To investigate the effects of the Cypor-deficient hepatocytes on blood cholesterol levels in Ldlr−/− mice treated with APAP, blood was collected at the following time points: 3 days prior to transplantation, 10 days after the final APAP dose, and 5 weeks on the Western diet. Plasma was separated from the blood and analyzed for total cholesterol, LDL-C, and triglyceride levels. No significant differences were observed in baseline levels, validating the consistency of the lipid tests (Figure 4D). A significant decrease in triglyceride levels was observed in APAP-selected mice compared to untransplanted controls after selection (mean 166 mg/dL and 314 mg/dL, respectively, p = 0.0242). At 5 weeks on the Western diet, LDL-C and triglyceride levels were 18% and 52% lower than untransplanted mice, respectively. To ensure the development of atherosclerosis [38], mice were maintained on a Western diet for an additional 7 weeks and the aortic root was dissected and stained to quantify plaque formation (Figure 4E). We observed no difference in the plaque areas between the APAP-selected mice, no-APAP, and untransplanted control groups (Figure 4F). Together, our results indicate that APAP selection of Cypor-deficient hepatocytes reduces triglyceride and LDL-C levels in mice maintained on a Western diet for 5 weeks. However, due to lipid accumulation and associated lipotoxicity, Cypor-deficient hepatocytes are unable to efficiently clear lipids, leading to massive steatosis, loss of edited hepatocytes, and diminished protection against the development of atherosclerosis.

4. Discussion

Based on these findings, we confirmed that hepatocytes isolated from C57BL/6J mice and electroporated with Cypor-targeting Cas9 RNPs can successfully engraft and repopulate the liver in C57BL/6J and Ldlr−/−recipient mice following transient APAP administration to levels predicted to provide therapeutic benefit. As confirmed by liver biomarker analysis, we observed no evidence of APAP-induced liver toxicity in C57BL/6J mice. In contrast, Ldlr−/− mice showed evidence of liver pathology. The recipient Ldlr−/− mice treated with APAP showed significantly higher ALP levels compared to controls at 10 days post-APAP treatment, while other liver biochemistry markers showed no differences between the APAP-treated mice and controls (Figure 2). However, the mean ALP level remained within the normal physiological range for mice, indicating no change in liver function. With a longer recovery period following APAP selection, the elevated ALP would likely have returned to the same level as the controls. However, histological analysis of liver sections revealed the abnormal formation of lipid-filled nodules in APAP-selected mice on a regular chow diet, which is indicative of lipidosis in Ldlr−/−recipient mice due to Cypor deficiency.

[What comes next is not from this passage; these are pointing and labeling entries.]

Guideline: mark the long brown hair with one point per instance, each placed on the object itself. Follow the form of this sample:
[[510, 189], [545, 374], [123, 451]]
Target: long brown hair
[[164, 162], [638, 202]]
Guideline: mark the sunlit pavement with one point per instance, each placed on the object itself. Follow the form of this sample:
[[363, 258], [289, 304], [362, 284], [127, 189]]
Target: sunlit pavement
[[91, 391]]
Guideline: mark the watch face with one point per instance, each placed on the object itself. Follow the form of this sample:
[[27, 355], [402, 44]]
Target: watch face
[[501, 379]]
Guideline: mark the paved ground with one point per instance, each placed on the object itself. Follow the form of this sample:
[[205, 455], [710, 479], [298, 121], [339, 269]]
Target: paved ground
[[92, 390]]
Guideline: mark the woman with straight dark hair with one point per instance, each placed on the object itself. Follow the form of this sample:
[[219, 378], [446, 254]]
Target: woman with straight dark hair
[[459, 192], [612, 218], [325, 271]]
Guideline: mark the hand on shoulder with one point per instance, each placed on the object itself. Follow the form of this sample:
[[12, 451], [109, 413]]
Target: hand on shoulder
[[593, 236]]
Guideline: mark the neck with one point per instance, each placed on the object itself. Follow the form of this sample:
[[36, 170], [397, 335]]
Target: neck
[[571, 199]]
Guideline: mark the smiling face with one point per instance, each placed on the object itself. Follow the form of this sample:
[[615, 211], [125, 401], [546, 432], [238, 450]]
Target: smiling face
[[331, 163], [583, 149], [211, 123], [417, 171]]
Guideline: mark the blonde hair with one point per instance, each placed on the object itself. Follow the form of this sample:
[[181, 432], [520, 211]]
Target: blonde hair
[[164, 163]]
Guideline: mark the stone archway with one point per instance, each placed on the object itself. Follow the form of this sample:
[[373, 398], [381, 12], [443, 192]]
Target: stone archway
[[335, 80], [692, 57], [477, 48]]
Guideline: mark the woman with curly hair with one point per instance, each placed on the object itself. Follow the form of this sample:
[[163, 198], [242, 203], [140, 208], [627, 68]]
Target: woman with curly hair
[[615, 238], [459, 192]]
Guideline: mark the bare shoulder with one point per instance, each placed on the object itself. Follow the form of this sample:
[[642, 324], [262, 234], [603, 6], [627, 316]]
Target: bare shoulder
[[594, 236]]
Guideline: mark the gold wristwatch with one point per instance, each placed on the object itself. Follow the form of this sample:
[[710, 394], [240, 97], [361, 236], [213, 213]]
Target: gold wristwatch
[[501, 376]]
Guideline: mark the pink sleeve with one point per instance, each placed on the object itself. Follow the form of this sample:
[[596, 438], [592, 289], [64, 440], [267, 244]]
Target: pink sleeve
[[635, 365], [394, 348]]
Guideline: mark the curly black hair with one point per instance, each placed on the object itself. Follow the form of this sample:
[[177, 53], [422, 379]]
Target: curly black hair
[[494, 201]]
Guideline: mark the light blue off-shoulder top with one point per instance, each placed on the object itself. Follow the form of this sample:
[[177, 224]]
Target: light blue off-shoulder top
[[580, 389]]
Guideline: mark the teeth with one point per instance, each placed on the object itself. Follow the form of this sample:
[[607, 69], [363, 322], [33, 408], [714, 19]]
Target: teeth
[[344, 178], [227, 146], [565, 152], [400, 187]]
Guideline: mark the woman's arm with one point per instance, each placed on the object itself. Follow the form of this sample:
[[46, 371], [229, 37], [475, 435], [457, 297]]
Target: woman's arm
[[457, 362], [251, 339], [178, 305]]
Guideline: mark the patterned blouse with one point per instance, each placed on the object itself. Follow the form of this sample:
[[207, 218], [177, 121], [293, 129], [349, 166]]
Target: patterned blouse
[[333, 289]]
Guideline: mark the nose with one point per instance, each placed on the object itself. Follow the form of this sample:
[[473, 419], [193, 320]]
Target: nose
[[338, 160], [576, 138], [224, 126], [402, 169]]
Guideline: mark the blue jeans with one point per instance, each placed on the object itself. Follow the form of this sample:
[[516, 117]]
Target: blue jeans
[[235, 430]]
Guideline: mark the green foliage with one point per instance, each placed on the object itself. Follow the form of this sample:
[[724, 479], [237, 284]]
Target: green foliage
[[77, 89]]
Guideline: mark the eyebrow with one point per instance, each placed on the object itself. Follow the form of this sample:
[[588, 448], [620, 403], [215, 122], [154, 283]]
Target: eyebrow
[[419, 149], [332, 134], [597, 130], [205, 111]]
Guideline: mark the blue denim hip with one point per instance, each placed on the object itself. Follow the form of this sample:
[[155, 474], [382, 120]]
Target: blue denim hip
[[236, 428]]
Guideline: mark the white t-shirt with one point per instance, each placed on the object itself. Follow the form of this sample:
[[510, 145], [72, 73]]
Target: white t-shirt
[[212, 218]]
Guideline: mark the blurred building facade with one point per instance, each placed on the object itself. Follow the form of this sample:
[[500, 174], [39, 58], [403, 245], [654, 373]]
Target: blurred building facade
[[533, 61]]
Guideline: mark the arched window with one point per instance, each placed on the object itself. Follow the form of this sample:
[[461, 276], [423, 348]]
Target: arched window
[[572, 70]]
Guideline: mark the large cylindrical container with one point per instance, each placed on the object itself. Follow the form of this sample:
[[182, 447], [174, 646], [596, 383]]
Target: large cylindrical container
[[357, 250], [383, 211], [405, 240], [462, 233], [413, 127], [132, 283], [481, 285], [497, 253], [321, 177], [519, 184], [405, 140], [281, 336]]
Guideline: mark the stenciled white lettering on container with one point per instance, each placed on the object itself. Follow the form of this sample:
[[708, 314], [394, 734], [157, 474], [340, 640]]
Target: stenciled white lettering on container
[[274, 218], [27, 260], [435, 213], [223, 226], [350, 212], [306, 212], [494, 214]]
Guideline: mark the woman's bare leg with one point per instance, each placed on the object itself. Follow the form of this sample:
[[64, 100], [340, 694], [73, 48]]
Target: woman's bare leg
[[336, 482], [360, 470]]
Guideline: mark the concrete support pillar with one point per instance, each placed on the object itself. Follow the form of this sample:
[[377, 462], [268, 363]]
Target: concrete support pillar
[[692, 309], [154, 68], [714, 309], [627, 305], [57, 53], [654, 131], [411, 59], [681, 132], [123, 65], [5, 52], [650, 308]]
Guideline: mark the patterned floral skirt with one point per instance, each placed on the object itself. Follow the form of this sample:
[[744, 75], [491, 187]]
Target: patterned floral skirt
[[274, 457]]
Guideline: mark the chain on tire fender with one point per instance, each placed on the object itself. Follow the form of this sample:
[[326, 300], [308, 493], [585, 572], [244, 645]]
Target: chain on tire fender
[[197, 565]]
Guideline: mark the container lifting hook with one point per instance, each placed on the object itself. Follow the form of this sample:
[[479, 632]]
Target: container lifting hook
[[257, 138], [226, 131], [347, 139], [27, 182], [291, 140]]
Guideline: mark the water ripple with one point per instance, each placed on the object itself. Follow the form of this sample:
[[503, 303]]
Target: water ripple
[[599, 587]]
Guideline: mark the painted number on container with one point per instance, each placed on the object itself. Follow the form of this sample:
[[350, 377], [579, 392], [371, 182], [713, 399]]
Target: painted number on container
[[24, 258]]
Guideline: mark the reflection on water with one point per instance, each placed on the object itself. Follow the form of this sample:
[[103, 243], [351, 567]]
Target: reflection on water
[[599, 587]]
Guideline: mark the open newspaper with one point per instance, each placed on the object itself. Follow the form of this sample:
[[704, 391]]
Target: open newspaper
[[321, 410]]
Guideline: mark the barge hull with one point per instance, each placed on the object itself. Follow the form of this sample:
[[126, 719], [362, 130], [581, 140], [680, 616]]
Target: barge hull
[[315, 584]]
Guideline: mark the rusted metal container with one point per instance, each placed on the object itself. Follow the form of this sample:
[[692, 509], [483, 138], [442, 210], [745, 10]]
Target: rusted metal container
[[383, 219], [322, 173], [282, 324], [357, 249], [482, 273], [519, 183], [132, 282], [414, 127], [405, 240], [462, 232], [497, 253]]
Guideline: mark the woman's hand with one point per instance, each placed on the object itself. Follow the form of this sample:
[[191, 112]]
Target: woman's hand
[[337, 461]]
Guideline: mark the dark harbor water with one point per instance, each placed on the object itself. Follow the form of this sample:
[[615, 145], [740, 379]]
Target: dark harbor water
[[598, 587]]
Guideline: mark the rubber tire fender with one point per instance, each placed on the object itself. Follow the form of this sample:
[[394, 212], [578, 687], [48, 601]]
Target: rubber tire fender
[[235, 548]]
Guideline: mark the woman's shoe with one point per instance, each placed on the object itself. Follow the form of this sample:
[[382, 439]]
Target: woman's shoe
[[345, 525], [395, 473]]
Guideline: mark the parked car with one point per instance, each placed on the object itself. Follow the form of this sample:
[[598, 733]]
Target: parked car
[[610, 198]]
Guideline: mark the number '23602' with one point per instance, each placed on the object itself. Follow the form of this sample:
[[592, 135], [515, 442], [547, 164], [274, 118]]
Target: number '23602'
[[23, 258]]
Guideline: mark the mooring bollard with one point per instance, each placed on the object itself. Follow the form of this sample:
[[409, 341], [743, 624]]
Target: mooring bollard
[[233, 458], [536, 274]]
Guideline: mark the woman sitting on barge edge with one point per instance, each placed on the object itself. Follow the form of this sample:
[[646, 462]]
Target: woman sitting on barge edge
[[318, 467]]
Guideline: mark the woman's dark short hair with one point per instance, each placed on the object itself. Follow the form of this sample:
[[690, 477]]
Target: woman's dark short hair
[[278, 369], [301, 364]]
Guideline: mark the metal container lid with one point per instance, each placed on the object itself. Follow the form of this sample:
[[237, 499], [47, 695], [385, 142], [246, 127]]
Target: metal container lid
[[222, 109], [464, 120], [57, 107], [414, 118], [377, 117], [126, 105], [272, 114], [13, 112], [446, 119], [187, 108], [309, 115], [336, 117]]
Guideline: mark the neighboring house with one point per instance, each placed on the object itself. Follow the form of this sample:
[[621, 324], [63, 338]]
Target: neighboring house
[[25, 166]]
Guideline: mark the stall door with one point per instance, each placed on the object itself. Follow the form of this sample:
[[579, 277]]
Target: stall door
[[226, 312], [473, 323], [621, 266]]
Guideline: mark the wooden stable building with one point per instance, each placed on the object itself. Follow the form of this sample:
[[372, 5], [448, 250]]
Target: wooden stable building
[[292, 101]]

Our results indicate that the engraftment of Cypor-deficient healthy hepatocytes expressing Ldlr in the liver of Ldlr−/− recipient mice slightly lowers lipid levels. After selection, we observed a reduction in the total cholesterol (16%), LDL-C (51%), and triglycerides (47%) in the recipients selected with APAP compared to the untransplanted controls on a regular chow diet (Figure 4). The reduced lipid levels persisted when Ldlr−/− recipient mice were switched to a Western diet following APAP selection. After 5 weeks on the Western diet, we observed reductions in total cholesterol (5%), LDL-C (18%), and triglyceride levels (52%) compared to the untransplanted controls. However, after 12 weeks on the Western diet, there was a loss of gene-edited hepatocytes (Figure 3) compared to the levels after selection (Figure 2). The decrease in lipid levels was insufficient to protect against atherosclerosis, as indicated by the aortic plaque areas.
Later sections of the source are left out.